Qu’attendent donc les chefs d’État de la zone euro ? Hésitent-ils à dire la vérité à leurs électeurs par crainte de compromettre leur avenir politique ?

La crise financière européenne est en réalité une crise politique, parce que les dirigeants de l’UE sont incapables de prendre les mesures nécessaires. Un temps précieux est aujourd’hui perdu sur des questions d’ordre secondaire, essentiellement liées à des préoccupations politiques nationales.

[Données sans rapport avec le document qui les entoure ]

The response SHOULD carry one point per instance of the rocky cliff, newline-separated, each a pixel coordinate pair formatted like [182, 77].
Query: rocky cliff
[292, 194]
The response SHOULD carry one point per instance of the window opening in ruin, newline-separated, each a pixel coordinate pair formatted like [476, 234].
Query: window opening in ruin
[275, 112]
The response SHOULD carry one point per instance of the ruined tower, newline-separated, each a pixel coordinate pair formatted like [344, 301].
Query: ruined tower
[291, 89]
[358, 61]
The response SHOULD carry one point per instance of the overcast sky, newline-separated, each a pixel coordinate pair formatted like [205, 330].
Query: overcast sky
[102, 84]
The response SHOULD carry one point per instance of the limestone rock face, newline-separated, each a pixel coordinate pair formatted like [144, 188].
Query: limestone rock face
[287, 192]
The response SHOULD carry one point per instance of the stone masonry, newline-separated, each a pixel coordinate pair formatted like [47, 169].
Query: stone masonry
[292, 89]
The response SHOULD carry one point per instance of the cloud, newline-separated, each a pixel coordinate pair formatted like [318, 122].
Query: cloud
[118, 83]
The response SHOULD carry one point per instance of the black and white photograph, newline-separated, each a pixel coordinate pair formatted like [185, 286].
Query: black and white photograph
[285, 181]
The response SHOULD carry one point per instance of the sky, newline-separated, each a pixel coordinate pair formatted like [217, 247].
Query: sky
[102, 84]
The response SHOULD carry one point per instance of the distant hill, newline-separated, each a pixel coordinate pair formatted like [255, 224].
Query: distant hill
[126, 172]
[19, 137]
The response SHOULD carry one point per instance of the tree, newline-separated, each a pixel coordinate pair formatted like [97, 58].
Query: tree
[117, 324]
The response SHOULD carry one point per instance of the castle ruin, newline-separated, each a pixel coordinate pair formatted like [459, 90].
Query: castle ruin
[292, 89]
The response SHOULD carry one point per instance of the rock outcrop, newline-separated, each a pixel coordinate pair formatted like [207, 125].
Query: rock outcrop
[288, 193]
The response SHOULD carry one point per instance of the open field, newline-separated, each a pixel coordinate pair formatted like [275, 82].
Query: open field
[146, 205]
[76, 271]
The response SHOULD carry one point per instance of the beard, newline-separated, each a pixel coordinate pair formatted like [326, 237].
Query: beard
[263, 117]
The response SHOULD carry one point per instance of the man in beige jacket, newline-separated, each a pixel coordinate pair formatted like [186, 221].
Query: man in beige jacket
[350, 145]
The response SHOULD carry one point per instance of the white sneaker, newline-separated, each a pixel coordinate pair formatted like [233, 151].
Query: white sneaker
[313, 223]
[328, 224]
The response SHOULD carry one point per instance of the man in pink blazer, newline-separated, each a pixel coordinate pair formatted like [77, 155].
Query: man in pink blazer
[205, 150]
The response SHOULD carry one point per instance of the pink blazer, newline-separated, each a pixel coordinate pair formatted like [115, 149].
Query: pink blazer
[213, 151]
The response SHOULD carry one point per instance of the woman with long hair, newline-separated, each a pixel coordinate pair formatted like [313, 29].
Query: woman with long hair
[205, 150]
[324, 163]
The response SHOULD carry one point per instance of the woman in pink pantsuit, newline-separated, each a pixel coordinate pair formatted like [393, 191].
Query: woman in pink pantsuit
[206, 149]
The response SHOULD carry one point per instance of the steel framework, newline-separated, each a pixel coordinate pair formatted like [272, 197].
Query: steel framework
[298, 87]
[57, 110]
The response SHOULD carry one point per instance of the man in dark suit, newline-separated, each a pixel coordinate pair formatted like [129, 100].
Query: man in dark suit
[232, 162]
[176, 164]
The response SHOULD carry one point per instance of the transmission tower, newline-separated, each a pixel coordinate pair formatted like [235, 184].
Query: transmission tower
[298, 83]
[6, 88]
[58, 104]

Il est juste de dire, en principe, que les banques doivent participer au financement de la sortie de crise. Mais dans la pratique, il n’est pas très sensé d’insister sur ce point tant que les pertes encourues par les banques « trop grandes pour faire faillite » risquent de provoquer une nouvelle crise financière. Pour que cette option ait eu une chance de succès, il aurait fallu restructurer le secteur financier au début 2009, une occasion qui a pour l’essentiel été perdue.

Tant que la crise politique suicidaire de l’UE se poursuit, la crise financière continuera à déstabiliser la région. La certitude que l’euro – et l’Union européenne dans son ensemble – ne survivront pas sans une plus grande unification politique européenne est au cour de la solution à la crise.

Si les Européens veulent conserver l’euro, il est nécessaire de faire rapidement progresser l’union politique. A défaut, qu’on le veuille ou non, l’euro et l’intégration européenne se déliteront. L’Europe perdra alors pratiquement tous les acquis obtenus sur un demi siècle en ayant su transcender les nationalismes. A la lumière du nouvel ordre mondial émergent, cette conjoncture serait une tragédie pour les Européens.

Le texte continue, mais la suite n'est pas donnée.